With household budgets being squeezed by sharp rises in the cost of living, joined-up data from the Wealth and Assets Survey (WAS) and the Living Costs and Food Survey (LCF) provide insight into the financial vulnerability of different households.

In the period from April 2018 to March 2020, an estimated 1 in 14 households were in poverty for income, spending and financial wealth.

Financial wealth includes cash (money in current accounts), savings, and other assets that are easy to access such as shares. It excludes property, private pensions and household belongings. Full definitions of poverty are available in Measuring the data.

When you think about your income, spending, savings, and any property you own, do you consider yourself richer or poorer than average?

Our calculator compares your financial situation with other households.


There are tools available to help if you are struggling with your household finances, such as a money helper provided by the Money and Pensions Service.


Before coronavirus, one in three households were spending more than their income

More than a third (35%) of households in Great Britain spent more than they had in disposable (net) income before the coronavirus pandemic.

This is according to linked data from the WAS and the LCF for the period April 2018 to March 2020.

Increasing household costs such as energy tend to have a disproportionate impact on lower income households and their spending. Those who are already spending more than their income may be less able to absorb additional costs.

More than half (57%) of working-age people who were living alone spent more than their income in April 2018 to March 2020. This was the highest percentage among household types. These households were able to fund the shortfall for three to four months on average.

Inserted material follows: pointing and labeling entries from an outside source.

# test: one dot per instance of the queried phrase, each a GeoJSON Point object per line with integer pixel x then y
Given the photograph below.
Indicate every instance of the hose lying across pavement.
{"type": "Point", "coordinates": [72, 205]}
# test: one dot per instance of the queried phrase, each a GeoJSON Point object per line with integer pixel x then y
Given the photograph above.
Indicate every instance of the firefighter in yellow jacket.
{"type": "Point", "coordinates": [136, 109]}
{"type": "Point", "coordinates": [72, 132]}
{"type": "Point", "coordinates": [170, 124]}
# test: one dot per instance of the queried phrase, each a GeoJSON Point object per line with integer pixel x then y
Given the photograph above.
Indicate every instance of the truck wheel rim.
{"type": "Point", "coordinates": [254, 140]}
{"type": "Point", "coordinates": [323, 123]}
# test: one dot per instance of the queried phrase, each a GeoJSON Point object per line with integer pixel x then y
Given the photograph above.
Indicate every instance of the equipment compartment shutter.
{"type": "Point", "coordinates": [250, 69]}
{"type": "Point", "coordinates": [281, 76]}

Single-parent households who were overspending (43%) could only sustain it for one month on average.

People living alone were the least likely to be in all three types of poverty, while parents were the most likely

Poverty rates varied in different types of households.

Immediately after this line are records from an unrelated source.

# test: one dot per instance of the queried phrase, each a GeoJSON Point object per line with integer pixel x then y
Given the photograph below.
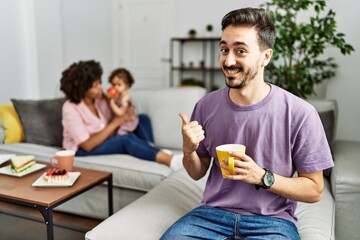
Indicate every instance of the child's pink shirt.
{"type": "Point", "coordinates": [80, 123]}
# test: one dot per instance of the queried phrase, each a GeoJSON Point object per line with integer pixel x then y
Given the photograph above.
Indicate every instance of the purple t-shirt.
{"type": "Point", "coordinates": [282, 133]}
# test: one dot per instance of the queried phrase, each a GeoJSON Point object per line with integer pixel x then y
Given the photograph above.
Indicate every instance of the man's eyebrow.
{"type": "Point", "coordinates": [238, 43]}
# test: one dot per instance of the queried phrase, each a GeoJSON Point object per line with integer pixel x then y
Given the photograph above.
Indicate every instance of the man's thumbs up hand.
{"type": "Point", "coordinates": [192, 134]}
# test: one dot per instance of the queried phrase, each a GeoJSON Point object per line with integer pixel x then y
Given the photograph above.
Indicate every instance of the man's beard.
{"type": "Point", "coordinates": [247, 75]}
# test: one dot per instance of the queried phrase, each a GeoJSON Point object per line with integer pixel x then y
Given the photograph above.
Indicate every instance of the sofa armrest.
{"type": "Point", "coordinates": [345, 183]}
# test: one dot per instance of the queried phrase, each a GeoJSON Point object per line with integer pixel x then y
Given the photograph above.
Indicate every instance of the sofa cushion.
{"type": "Point", "coordinates": [41, 120]}
{"type": "Point", "coordinates": [163, 107]}
{"type": "Point", "coordinates": [317, 220]}
{"type": "Point", "coordinates": [11, 125]}
{"type": "Point", "coordinates": [153, 213]}
{"type": "Point", "coordinates": [345, 187]}
{"type": "Point", "coordinates": [156, 211]}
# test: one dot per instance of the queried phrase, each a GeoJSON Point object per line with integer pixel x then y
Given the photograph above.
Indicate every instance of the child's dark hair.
{"type": "Point", "coordinates": [123, 74]}
{"type": "Point", "coordinates": [77, 79]}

Lone-parent households were worst off. They had the highest rates of income, spending and financial wealth poverty (54%, 46% and 83% respectively), with almost a third (31%) in poverty for all three measures.

Households with two parents were the next most likely to be in all three types of poverty (13%), while only 4% of households without children were in the same position.

People of working age who were living alone were the least likely to be in poverty for all three measures (2%), despite being among the most likely to experience income and financial wealth poverty (33% and 53% respectively).

Rates of spending poverty were the lowest among working-age people living alone (4%) compared with other household types.